Victor Jacob Koningsberger

Uit Wikipedia, de vrije encyclopedie
Koningsberger (1965)

Victor Jacob Koningsberger (Buitenzorg, Nederlands-Indië, 10 februari 1895 - Bilthoven, 28 februari 1966)[1] was een bioloog en rector van de Universiteit Utrecht.

Leven en werk[bewerken | brontekst bewerken]

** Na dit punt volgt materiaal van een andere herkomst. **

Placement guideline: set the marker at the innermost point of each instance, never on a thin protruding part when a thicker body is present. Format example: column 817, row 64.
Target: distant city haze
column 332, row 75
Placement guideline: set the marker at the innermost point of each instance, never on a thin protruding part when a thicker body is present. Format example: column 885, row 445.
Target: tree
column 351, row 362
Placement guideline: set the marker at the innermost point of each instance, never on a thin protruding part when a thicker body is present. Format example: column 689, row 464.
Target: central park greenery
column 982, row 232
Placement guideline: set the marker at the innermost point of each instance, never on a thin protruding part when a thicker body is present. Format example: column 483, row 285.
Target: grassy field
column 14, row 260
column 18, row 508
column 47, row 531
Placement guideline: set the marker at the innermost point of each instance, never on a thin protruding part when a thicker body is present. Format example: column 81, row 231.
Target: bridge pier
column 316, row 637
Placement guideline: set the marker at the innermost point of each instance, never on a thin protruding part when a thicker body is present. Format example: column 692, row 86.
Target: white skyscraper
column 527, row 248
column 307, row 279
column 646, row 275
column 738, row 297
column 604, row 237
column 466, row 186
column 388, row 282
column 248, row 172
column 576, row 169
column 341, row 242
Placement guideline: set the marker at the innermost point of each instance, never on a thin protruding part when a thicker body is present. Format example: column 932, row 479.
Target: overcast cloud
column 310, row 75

Koningsberger als controleur van ziek suikerriet in Nederlands-Indië

Koningsberger werd in 1895 op West-Java geboren als zoon van de bioloog en politicus Jacob Christiaan Koningsberger (enige jaren minister van Koloniën) en diens eerste vrouw Ursule Hellendoorn (1865-1899). Op vierjarige leeftijd keerde hij terug naar Nederland per schip, een reis waarop zijn moeder onderweg in het Suezkanaal overleed. Hoewel het eerst de bedoeling was om alleen op verlof terug te keren, zou hij bij familie in Nederland achterblijven. In 1914 deed hij eindexamen aan het Erasmiaans Gymnasium in Rotterdam. Tijdens het vervullen van zijn dienstplicht begon hij in januari 1917 aan zijn studie biologie aan de Rijksuniversiteit Utrecht, waar hij al in mei 1918 slaagde voor zijn kandidaatsexamen. Hij legde zich toe op de botanie, net als zijn vader, en werkte als student onder de hoogleraren Frits Went en Jordan. Hij was actief in het Utrechts Studenten Corps. In die periode ontmoette hij de biologe Tilly Dijkstra, zijn latere levensgezellin. Op 23 juni 1922 promoveerde hij bij Frits Went cum laude sine judicio op het proefschrift Tropismus und Wachstum waarin hij zich onder meer bezighield met het nauwkeurig vaststellen van de groeisnelheden van haverkiemplanten met een nieuw toestel, de automatische precisie-auxanometer, dat hij ontwierp. Daarna werkte hij als hoofdassistent van zijn promotor Went en als leraar in Hilversum.

Beeld van Koningsberger onthuld door prins Bernhard (1968)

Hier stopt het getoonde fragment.